The “socialization question” is one of the things people ask when they find out you homeschool . Normally, I go into my spiel about how is not an issue for my children and that school doesn’t provide a realistic view of socialization anyway. I mean, when in the “real world” are you in a set environment with people of your same age and relative stage in life, learning the same thing for years at a time? Then, I throw in that we belong to a local co-op and my kids have tons of fun at the park with whatever kids that are there. Blah, blah, blah.
But, the other day as I was looking at them play with another set of new kids, some thoughts popped in my head…
“My boys are excellent at making friends, however temporary, but it’s kinda sad to see them perpetually meeting new kids. If they were in (a physical) school they’d get to see the same kids every day and would most likely develop real friendships over time. I still know a lot of my friends from school and love the memories from growing up with a lot of the same people I met there. Will my children have that same opportunity if they’re not in school or some place else where they see the same children all the time?”
This question had me all up in my feelings, y’all. Until then, I’d never thought about the possibility of my kids not having a chance to develop long-term friendships because they are homeschoolers. In my mind, socialization had to do with being around other children (and adults) to learn how to interact with the world in a socially acceptable way, all the while maintaining who you are in the process. As I look at my children, I can honestly say that they’re doing well in that department. However, because they are homeschooled and not consistently around other children who are not their siblings or cousins, I wonder if I need to create more opportunities for them to find and/or hang out with the same friends in order to foster those friendships. Basically, way more playgroups and meet-ups should be in our future, right? Or, is what they’re doing enough? Is my Type A personality showing? Gah.

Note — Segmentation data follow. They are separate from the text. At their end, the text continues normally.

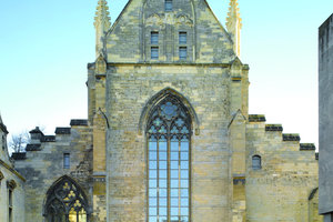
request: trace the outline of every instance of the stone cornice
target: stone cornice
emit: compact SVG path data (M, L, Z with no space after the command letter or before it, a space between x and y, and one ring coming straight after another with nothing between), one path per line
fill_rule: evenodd
M18 172L16 171L12 167L0 160L0 165L3 165L7 170L16 174L19 179L21 179L23 182L26 182L26 179Z

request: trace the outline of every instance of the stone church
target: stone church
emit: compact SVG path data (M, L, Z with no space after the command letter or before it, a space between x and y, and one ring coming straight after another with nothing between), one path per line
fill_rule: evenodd
M0 122L1 222L315 222L317 157L249 114L242 20L205 0L129 0L95 13L88 118L30 131L10 159Z

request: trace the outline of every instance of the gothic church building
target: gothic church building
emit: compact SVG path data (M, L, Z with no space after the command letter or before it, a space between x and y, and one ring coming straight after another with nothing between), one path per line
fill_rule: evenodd
M249 114L236 0L225 28L205 0L129 0L112 26L108 10L87 120L33 129L13 160L3 143L0 221L322 221L314 145Z

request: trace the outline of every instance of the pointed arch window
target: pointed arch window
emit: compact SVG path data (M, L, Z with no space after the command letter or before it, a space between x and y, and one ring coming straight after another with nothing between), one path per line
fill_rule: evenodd
M191 118L174 97L163 99L148 122L149 222L190 221Z
M260 155L253 155L252 157L252 169L253 170L260 170L261 169L261 157Z
M81 188L63 176L48 191L47 222L88 222L88 201Z

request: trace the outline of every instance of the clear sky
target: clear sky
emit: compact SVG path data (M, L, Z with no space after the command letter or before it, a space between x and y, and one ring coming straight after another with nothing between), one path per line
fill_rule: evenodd
M87 119L98 0L0 0L0 112L8 130L53 134ZM127 0L109 0L112 22ZM229 0L208 0L224 26ZM317 28L332 0L239 0L250 113L317 143Z

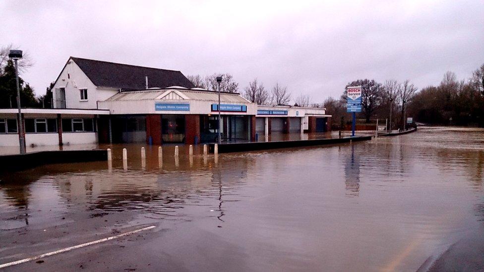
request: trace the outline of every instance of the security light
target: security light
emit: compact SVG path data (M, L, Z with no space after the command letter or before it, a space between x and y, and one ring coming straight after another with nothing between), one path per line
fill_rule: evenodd
M22 51L10 50L10 53L8 54L8 57L15 59L22 58Z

Here’s the thing. Whether you homeschool or not, we all want our children to have friends, real friends, with friendships that are healthy, encouraging, and offer lots of fun, shared experiences. Does that happen only under certain circumstances? If so, does a homeschooling family have to go above and beyond to make sure we cover those bases? Maybe. Maybe not.
As I look back at all the friends I had growing up, I don’t really talk to any of them now, unless you count Facebook, and even then our interactions are brief and superficial. Turns out, being around the same kids at school (some all the way through college) didn’t guarantee a friendship that could stand the test of time. The fun was real at the time, then it faded away only to be replaced by fun with new friends. That happens more times than not. It’s life. When it comes to real friendships, it’s about quality, not quantity, and not limited to only those who you played with at school, in your neighborhood, or at church. As an adult, I’ve been blessed to have a small number of real friends/sisters; some I grew up with, some I didn’t. I’m connected to these wonderful souls on a deeper level that wouldn’t have been able to been reached as child, homeschooled or not.
In the end, I know that since the right people remain and/or come into my life at the right time, the same will go for my children’s lives. Therefore, I don’t have to worry about them developing life-long friendships that started in elementary school. If that happens, fantastic. If not, no biggie. So, I’ll continue to take them out in the world to see what it has to offer and what they are willing to share with it. Everything else will take care of itself.